Aslı Deniz Kayabal'ın “Yine amyant, yine ölüm” başlıklı yazısı 15 Nisan 2013 Pazartesi tarihli soL Gazetesi'nde yayımlanmıştır.

Yine amyant, yine ölüm riski. Kanser hastası kadın işçi, çalıştığı fabrikanın doğal çevreye yaydığı zehirli maddeler nedeniyle hastalandığını öne sürerek suç duyurusunda bulunmasaydı, kimse Italsider’ın* yıllar önce üretime son verdiği Bagnoli’de yüzlerce hektarlık bir arazide atıkları gömdüğü endüstriyel mezarlığın varlığından haberdar olmayacaktı.

Bagnoli, Napoli’nin batısında yerleşimin en yoğun olduğu kenar mahallelerden biri. Yüksek fırın teknolojileriyle donatılan İtalsider, bu bölgede demir-çelik alanında üretim yapıyordu. Şirketin yıllarca amyant ve ağır metaller ile insan sağlığı ve doğal çevre için zararlı benzeri atık maddeleri toprak altına gömdüğü ortaya çıktı.
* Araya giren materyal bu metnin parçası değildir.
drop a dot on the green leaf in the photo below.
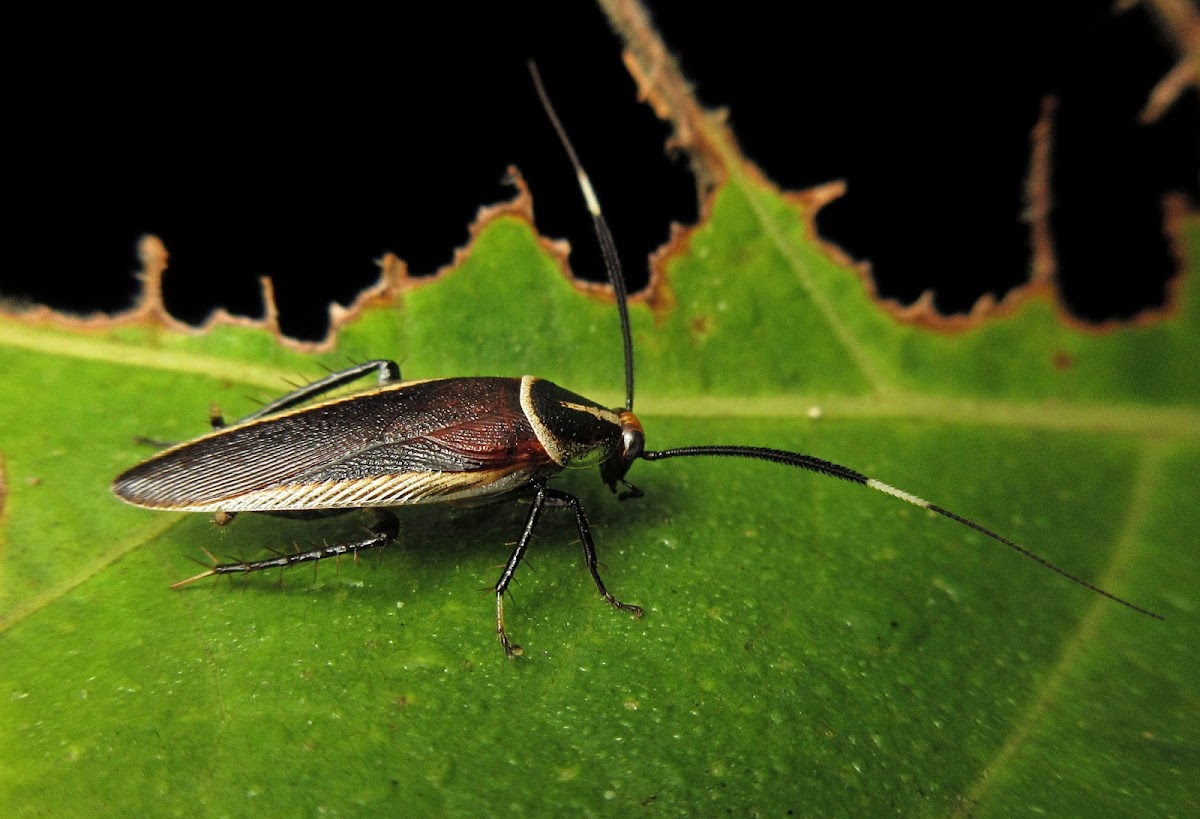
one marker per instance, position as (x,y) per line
(808,646)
Son yıllarda Bagnoli’de kanser hastalarının hızla artması, soru işaretleri doğurmaya başladı. Taranto’da Ilva’nın doğal çevreye terk ettiği atık maddelerin bölgede binlerce kişinin kansere yakalanmasına neden olduğu biliniyordu. Bu gerçeği de dikkate alan Napoli Savcılığı, Italsider ve Eternit’in Bagnoli’de üretimde bulunduğu endüstriyel bölgede soruşturma başlattı.

Italsider’ın eski personelinin suç duyurusunu temel alan Napoli Savcılığı’nın soruşturması, fabrikanın yüksek dereceli fırınlarının yer aldığı bu bölgede yirmi yıl boyunca toprak altına gömdüğü zehirli atık maddelerin insan sağlığı ve doğal çevreyi tehdit eden büyük bir tehlike olduğunu ortaya çıkardı. Geçtiğimiz yıl Amerikan Yelken Kupası’nı konuk etmeye hazırlanan Bagnoli’de yapılan arazi analizleri de tehlike sınırının çok ötesinde değerler verince, savcılık kararıyla Yelken Kupası da iptal edilmişti.

Italsider gerçeğini bildikleri halde göz yumdukları anlaşılan, aralarında Çevre Bakanlığı ve yerel yönetimden yetkililerinden de yer aldığı 21 kişi hakkında, Napoli Savcılığı dava açtı.

Amyant ve ağır metallerin gömüldüğü bu sanayi mezarlığının yeniden düzenlenmesi ve yatırımlara açılması amacıyla kısa bir süre önce 107 milyon avroluk bir harcama yapıldığının gündeme gelmesi ise Bagnoli gerçeğine tuz biber oldu.

Napoli’de Pascale Vakfı Ulusal Tümör Enstitüsü onkologlarından Antonio Marfella, Bagnoli’deki endüstriyel atıklar mezarlığının dev buzulun küçük bir parçası olduğu görüşünde. Doğal Çevre Doktorları’nın da üyesi olan onkolog, İtalya’da yüzlerce Bagnoli olduğuna dikkat çekerek, amyantın gömüldüğü bu arazide atık maddelerin suya da karışmış olabileceğini, bölgede insan sağlığının ciddi bir tehditle karşı karşıya olduğunu duyuruyor.

Alberto Prunetti, “Amyant” adlı bir kitap kaleme aldı. Bir süre önce Sol Portal’da kısaca tanıttığım Prunetti, bu kitabında yıllarca amyant soluyarak çeşitli fabrikalarda çalışan ve yedi yıl önce kansere yakalanarak yaşamını yitiren babası Renato’nun öyküsünü anlatıyor. Agenzia X’in yayımladığı kitapta Prunetti, “insan yaptığı iş nedeniyle kansere yakalanabilir mi” diye sorarken, devletin sorumsuzluğunu sorguluyor.
Renato ve yüzlerce başka Renato’nun ölüm saçan fabrikalarda kansere yakalanarak noktalanan kısa yaşamları konusunda sorumluluğu olan herkesi düşünmeye çağrıyor “Amyant”. Ne yazık ki Taranto’da Ilva, Bagnoli’de Italsider ve Eternit, içinde amyant geçen öykülerden yalnızca birkaçı.

* Italsider, 20. yüzyılın başında İtalya’da kurulan demir-çelik endüstrisi alanında üretim yapan bir sanayi kuruluşu. Yüz yıllık bir geçmişi olan bu kuruluş, üretime 1980’lere kadar devam etti. 1990’lı yıllarda ILVA adını alan Italsider, üretim merkezini kuzey İtalya’ya taşıdı. Avrupa çelik endüstrisinin önemli kuruluşlarından biri olan ILVA’nın en büyük fabrikası, Taranto’da kurulu. Taranto’daki fabrika, doğal çevreye terk ettiği zehirli atıklar ve bu bölgede kanser hastalarının sayılarının hızla tırmanması ve kansere bağlı artan ölümler nedeniyle savcılıklarca açılan soruşturmaların gündeminde.